The Disappearance of Fight 412 (1974)
Film review #382
Director: Jud Taylor
SYNOPSIS: During a routine exercise, a U.S. military aircraft sees three UFOs on it’s radar screen, and two fighter jets are scrambled to intercept them. When the UFOs and the fighter jets disappear from radar, flight 412 is ordered to land and its crew is detained by a special investigations branch, who attempt to convince them that they saw nothing.
THOUGHTS/ANALYSIS: The Disappearance of Flight 412 is a 1974 TV movie. The story is based on the stories of UFO sightings, who knows about them, and how they are covered up. The movie starts off with a narrator recounting people’s experiences with sighting Unidentified Flying Objects in the skies, and their continued unexplanation. You had better get used to hearing the narrator, as they return constantly to explain the story, rather than letting the film speak for itself through the acting and dialogue. That said, I think the aim was to go for a semi-documentary feel, speculating about the nature of UFOs, which at the time had very little explanation or detail. The trouble is, with so little information about UFO sightings, you can’t really convey any information in a documentary style if it simply doesn’t exist.
The story of the film deals with the crew of a military aircraft, who are launching an exercise to try and solve an electrical problem aboard the aircraft. While in the air, they see three unidentified flying objects on their radar, and two additional fighter jets are dispatched to investigate. The jets and the UFOs eventually disappear from the radar, leading to a Special Investigations Division ordering the plane to land and the crew being detained. They are interrogated and the investigators attempt to convince them that they saw nothing on the radar, and there were no jets. Meanwhile the colonel who dispatched the aircraft can’t get into contact with them, and tries to find out what has happened. A lot of the story revolves around dialogue in dimly-lit rooms and back-and-forths between the various divisions of the military and government. Over time it become difficult to follow as everyone really looks and acts the same, and the motive for wanting to cover-up the UFO is never revealed: it is never shown whether they were aliens, top secret military technology or anything like that.
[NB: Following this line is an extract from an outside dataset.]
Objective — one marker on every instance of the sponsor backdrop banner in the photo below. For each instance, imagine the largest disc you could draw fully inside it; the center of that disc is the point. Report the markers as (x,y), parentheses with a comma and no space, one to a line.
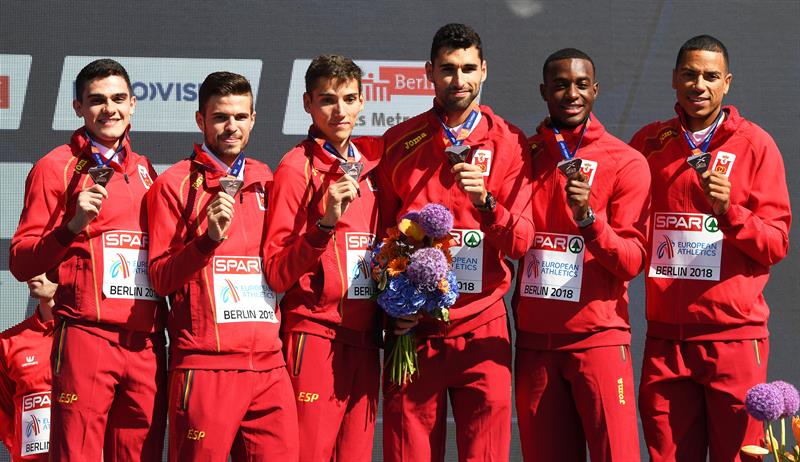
(169,51)
(166,89)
Leaving it a mystery is probably more appropriate for the semi-documentary tone, but it does leave the whole experience somewhat pointless without any answers or payoff. The characters are all bland and uninteresting (again, in aims of keeping it down-to-earth (pun intended)), but there’s some more interesting moments when the crew are being detained and – for lack of a better term – psychologically tortured into believing that what they saw did not happen. However, they are too few and far between to make the film interesting overall.
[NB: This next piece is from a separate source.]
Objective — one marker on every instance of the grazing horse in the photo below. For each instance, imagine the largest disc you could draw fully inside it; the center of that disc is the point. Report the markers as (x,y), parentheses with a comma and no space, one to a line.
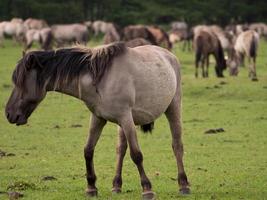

Being a 70′s TV movie you won’t expect a big budget and spectacular special effects, but for a film about UFOs everything does look a little boring. The shots of the cockpit when the aircraft is in the air is clearly done in a studio, and the plot gets even more confusing due to the various offices and locations which different characters are in all look the same. Every scene is also accompanied with some odd lighting which I guess is meant to give dramatic effect, but just makes everything look dark and difficult to differentiate characters and there expressions. While such a semi-documentary might have been an interesting speculation on the nature of UFOs in 1974, The Disappearance of Flight 412 isn’t really of interest today, and as a story it’s pretty dull and devoid of content.